I’m guessing there’s an existing plug-in that does this (probably with AI…) but for the life of me I can’t find something that specifically addresses this use case. Please correct me if I’m wrong!

I have a mountain of messy text that I brought over to Obsidian. Mostly sloppy web clips from other tools/platforms that include SEO garbage, header/footer text, nav text, garbage image links and tags, etc. I’ve been trying to work through the problem manually for a long time, but at this point I would need to take a leave of absence from work, send my kid to live with a relative, and take out a loan to survive long enough to get through it all

SO: I’m looking for a plugin (AI or not) that can reformat these inconsistent and sloppy clips into a consistent format, strip out the obvious garbage (in the same way a browser does with Reader Mode), and ideally extract and standardize some of the metadata (origin, link, author, date) that exists in most of these files (albeit inconsistently placed and rendered). Bonus points for AI tools that can suggest tags based on content etc.

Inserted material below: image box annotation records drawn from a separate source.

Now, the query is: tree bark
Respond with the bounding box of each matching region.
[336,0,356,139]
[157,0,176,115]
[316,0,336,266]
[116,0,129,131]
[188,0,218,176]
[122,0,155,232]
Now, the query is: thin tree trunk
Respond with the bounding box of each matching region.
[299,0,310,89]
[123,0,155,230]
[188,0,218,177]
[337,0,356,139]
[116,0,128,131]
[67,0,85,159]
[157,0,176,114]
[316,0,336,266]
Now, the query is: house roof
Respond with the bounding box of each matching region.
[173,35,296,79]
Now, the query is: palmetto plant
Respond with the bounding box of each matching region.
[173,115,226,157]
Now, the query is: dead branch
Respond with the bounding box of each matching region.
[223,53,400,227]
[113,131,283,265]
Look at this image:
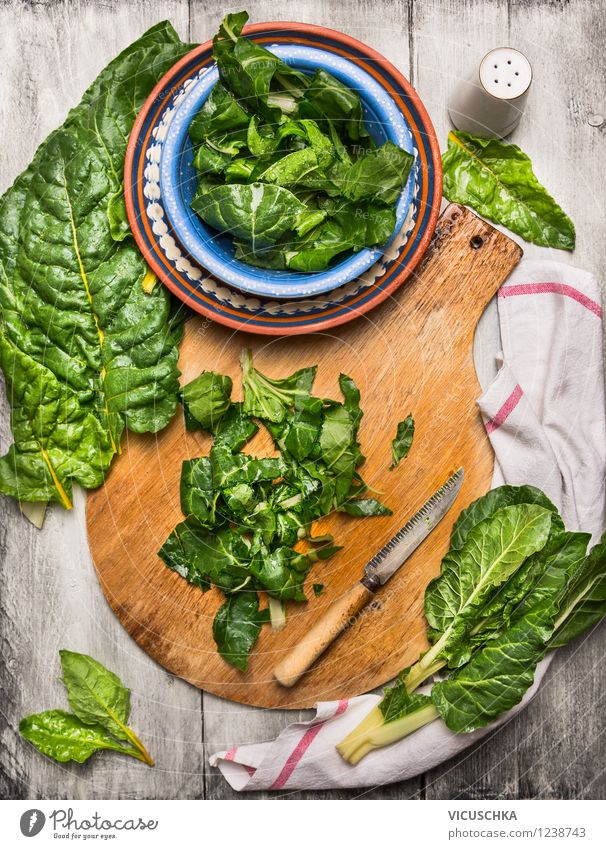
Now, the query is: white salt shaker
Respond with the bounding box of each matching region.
[448,47,532,138]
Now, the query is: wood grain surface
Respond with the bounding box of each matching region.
[0,0,606,799]
[87,205,522,708]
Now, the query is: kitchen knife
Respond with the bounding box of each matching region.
[274,469,463,687]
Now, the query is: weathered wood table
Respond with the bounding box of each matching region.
[0,0,606,799]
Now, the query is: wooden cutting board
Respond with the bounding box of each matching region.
[87,205,522,708]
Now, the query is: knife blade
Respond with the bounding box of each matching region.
[274,468,464,687]
[362,469,464,590]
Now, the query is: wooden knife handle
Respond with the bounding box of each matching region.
[274,583,374,687]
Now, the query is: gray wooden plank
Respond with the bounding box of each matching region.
[415,0,606,799]
[0,0,204,798]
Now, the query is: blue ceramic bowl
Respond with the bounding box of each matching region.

I’m less concerned than many Obsidian forum users about AI privacy considerations, since this is primarily content clipped from the open web, but I’m not so oblivious that I want to let 100 different AI plugins loose on my vault while I look for something that can do this.

Has anyone found a method for automating the clean up of messy web clips?

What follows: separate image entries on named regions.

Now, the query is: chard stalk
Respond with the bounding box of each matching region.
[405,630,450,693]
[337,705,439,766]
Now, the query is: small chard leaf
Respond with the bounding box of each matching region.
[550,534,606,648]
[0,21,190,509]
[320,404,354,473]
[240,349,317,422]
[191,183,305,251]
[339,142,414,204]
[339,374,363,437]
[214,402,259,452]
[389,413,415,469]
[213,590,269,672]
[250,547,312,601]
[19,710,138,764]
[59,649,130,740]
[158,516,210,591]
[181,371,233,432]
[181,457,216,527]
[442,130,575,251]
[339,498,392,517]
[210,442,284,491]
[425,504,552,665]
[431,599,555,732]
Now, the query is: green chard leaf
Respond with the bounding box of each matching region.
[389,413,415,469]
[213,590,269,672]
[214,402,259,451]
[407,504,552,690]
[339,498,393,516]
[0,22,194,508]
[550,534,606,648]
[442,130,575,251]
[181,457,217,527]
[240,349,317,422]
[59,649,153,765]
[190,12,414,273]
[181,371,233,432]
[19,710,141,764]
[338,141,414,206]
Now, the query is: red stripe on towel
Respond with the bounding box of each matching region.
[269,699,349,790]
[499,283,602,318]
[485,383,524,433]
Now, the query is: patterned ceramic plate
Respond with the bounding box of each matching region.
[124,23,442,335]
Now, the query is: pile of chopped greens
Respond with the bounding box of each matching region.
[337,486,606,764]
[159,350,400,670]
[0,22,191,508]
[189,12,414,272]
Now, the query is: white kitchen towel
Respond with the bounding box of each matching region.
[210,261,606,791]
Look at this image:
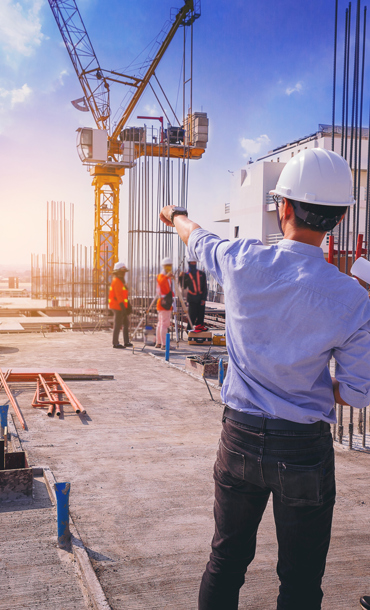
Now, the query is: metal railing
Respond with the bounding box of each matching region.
[332,404,370,450]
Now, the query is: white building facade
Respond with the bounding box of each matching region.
[213,125,369,253]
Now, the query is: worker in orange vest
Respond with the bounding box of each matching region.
[155,256,173,349]
[108,263,132,349]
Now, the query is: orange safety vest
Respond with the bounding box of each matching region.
[157,273,172,311]
[108,277,128,309]
[188,270,201,295]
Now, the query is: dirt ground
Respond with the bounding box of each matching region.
[0,332,370,610]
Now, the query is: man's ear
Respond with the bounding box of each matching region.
[283,197,294,220]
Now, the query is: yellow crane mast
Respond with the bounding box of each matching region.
[49,0,208,279]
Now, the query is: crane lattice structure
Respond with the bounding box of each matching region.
[49,0,208,277]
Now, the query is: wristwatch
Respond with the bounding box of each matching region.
[170,207,188,226]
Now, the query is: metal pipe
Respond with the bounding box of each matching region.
[0,369,26,430]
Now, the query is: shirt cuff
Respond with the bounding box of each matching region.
[188,228,212,261]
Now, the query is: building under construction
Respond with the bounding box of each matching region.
[0,0,370,610]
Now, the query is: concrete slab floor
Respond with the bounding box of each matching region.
[0,332,370,610]
[0,477,87,610]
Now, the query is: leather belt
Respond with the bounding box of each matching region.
[223,406,330,434]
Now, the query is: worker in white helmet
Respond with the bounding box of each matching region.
[160,148,370,610]
[108,263,132,349]
[155,256,173,349]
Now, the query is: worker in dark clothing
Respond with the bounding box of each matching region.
[179,260,207,330]
[108,263,132,349]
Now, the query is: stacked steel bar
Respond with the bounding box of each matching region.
[127,127,189,326]
[329,0,370,448]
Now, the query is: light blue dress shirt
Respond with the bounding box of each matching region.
[188,229,370,423]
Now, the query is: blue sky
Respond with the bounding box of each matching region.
[0,0,362,264]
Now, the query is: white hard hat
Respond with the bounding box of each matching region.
[351,257,370,284]
[270,148,355,206]
[161,256,172,267]
[113,263,128,271]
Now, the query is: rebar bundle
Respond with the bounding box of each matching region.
[128,128,189,313]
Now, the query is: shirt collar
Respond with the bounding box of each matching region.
[278,239,324,258]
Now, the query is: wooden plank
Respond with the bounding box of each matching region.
[8,413,23,451]
[4,451,27,470]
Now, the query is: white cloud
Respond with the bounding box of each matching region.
[285,81,303,95]
[0,0,44,56]
[144,104,158,116]
[0,83,32,110]
[240,134,271,157]
[58,70,68,86]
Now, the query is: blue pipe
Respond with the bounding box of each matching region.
[54,483,71,549]
[166,333,171,362]
[218,358,224,385]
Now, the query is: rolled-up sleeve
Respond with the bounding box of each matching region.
[188,229,230,286]
[333,321,370,409]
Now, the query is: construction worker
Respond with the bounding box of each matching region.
[179,259,207,330]
[155,256,173,349]
[108,263,132,349]
[160,148,370,610]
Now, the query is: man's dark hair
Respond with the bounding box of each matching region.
[287,199,348,233]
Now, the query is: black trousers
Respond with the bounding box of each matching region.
[188,303,206,330]
[113,309,130,345]
[199,417,335,610]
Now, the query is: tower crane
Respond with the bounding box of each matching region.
[48,0,208,278]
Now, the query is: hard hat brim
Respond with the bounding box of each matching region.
[269,189,356,208]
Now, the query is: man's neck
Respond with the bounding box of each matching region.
[284,224,326,248]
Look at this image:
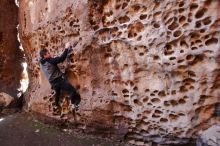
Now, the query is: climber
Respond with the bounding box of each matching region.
[40,43,81,109]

Jopp · February 1, 2025, 4:26pm

Since you didn’t mention what documents you want to tweak, I assume all your documents have been converted to markdown.

I myself don’t use Ai plugins, nevertheless have a look at a bunch of useful tools for this task:

Linter (please configure its preferences)
auto note mover
file diff
note refactor
quickadd
time keep

street3r · February 1, 2025, 10:01pm

Thank you so much, I will look into these! And you are correct that all files are plaintext/markdown.